Some women who use a combination of estrogen and progestin to control the symptoms of menopause might find symptoms return when they stop the hormones, according to the latest findings from the Women's Health Initiative (WHI). The Clinical Coordinating Center for the WHI — a nationwide study of women's health that includes a major clinical trial of the risks and benefits of menopausal hormone-therapy — is housed within the Public Health Sciences Division.
Of the women in the study who had symptoms such as hot flashes, night sweats, pain, or stiffness when the study started, more than half found that these symptoms came back when they stopped menopausal hormone therapy. A smaller percentage of women who did not have symptoms before developed them after stopping the hormones. Women stopped using the study pills when the trial was halted in July 2002, following the discovery that the risks of using these hormones, including increased heart disease, outweighed the benefits such as prevention of fractures. Women who described their symptoms as moderate to severe before the study were more likely to have them come back than women with mild symptoms.
Dr. Judith K. Ockene, of the University of Massachusetts Medical School, Worcester, and other WHI investigators, reported the study results in the July 13, 2005 issue of the Journal of the American Medical Association (JAMA).
"Before this study, we knew little about the effects a woman experiences when she suddenly stops menopausal-hormone therapy use," said Dr. Sherry Sherman of the Geriatrics and Clinical Gerontology Program at the National Institute on Aging. "Now women are learning that their symptoms might return, even after using these hormones for more than five years."
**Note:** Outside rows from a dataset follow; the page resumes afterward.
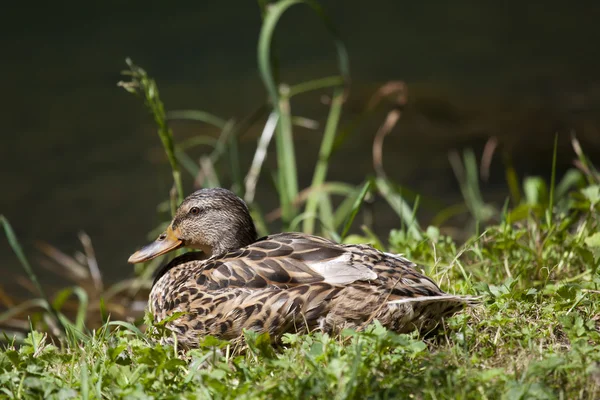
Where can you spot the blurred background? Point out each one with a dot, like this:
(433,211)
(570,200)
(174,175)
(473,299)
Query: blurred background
(79,153)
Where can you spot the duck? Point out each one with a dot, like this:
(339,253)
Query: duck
(282,283)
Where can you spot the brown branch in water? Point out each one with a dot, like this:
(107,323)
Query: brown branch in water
(486,158)
(398,88)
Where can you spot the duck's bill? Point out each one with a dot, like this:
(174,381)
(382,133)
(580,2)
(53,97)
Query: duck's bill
(166,242)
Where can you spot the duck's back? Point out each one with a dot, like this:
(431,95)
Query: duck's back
(292,282)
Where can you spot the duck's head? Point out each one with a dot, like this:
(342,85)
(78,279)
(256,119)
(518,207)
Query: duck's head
(212,220)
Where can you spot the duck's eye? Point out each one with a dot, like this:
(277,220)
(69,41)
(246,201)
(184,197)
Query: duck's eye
(194,211)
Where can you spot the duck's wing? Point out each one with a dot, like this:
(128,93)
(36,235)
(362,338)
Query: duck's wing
(286,260)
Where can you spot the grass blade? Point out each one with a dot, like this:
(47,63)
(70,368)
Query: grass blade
(356,207)
(324,154)
(141,81)
(197,115)
(287,178)
(16,247)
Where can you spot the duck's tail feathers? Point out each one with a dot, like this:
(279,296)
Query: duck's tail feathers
(470,301)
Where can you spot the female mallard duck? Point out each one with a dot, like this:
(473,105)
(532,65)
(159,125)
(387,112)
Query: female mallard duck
(288,282)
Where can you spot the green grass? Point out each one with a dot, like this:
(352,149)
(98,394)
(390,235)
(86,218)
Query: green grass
(535,262)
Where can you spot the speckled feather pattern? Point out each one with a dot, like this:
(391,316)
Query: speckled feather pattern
(292,282)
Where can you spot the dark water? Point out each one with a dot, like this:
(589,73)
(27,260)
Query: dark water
(78,153)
Advice for menopausal years
An estimated 2 million American women go through menopause each year. The WHI found that women ages 50 to 79 years should not use menopausal hormone therapy to prevent heart disease or dementia. But, if women are bothered by moderate to severe menopausal symptoms, the Food and Drug Administration recommends that they can use estrogen (with progesterone if the woman has her uterus) at the lowest effective dose for the shortest time needed to manage them.
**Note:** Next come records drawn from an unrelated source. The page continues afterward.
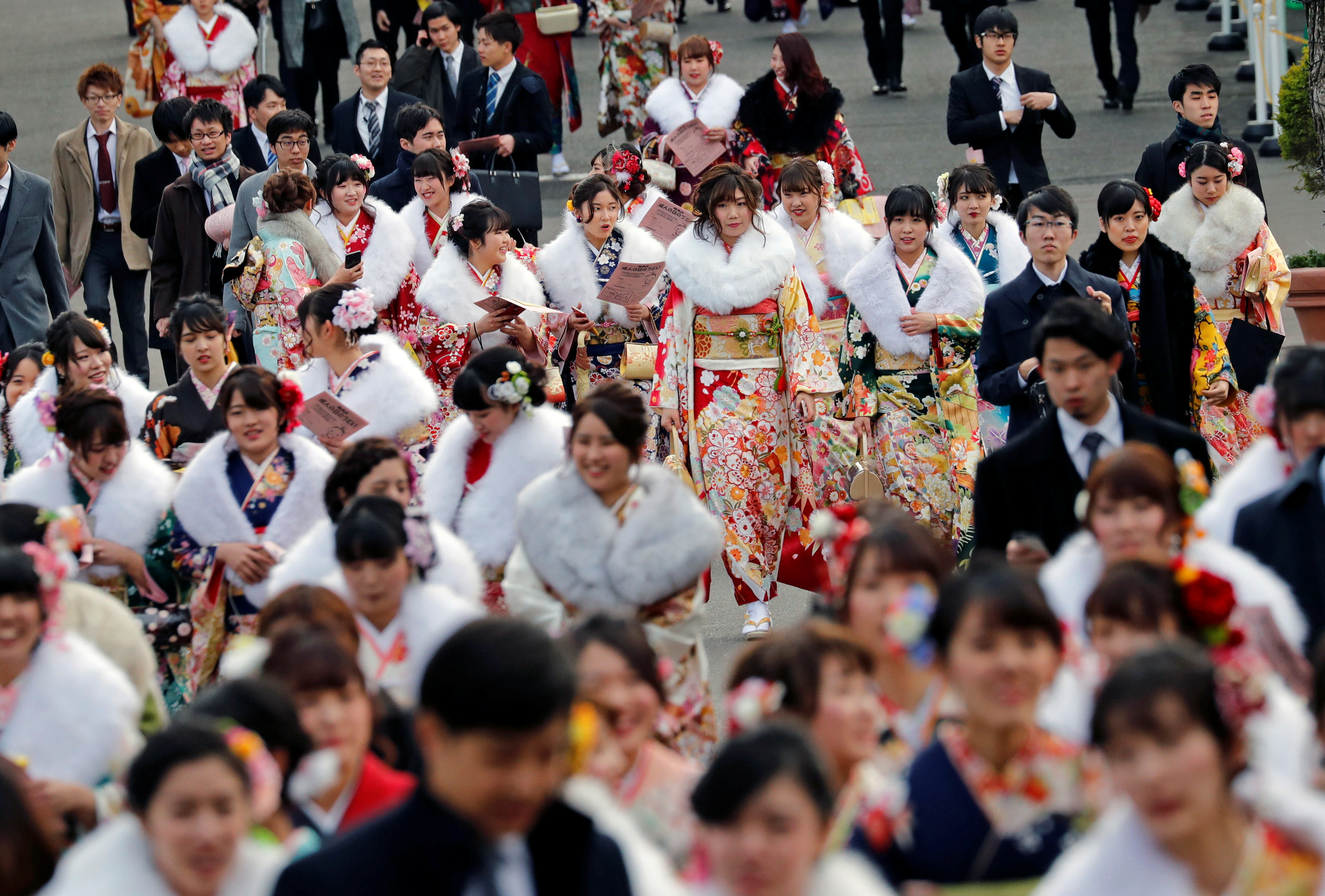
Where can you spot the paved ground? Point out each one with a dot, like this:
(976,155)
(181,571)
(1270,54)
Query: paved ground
(44,46)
The WHI is funded by the National Heart, Lung, and Blood Institute and private donations. The study was conducted in collaboration with the NIA, the National Cancer Institute, the National Institute for Arthritis and Musculoskeletal and Skin Disorders, and Office of Research on Women's Health. The WHI involves 40 clinical centers nationwide, including one in Seattle that is run jointly by the Hutchinson Center and the University of Washington.
As the largest comprehensive clinical study ever funded by the NIH, WHI seeks to find ways to prevent cardiovascular disease, osteoporosis and cancer, all of which have a significant impact on women's health.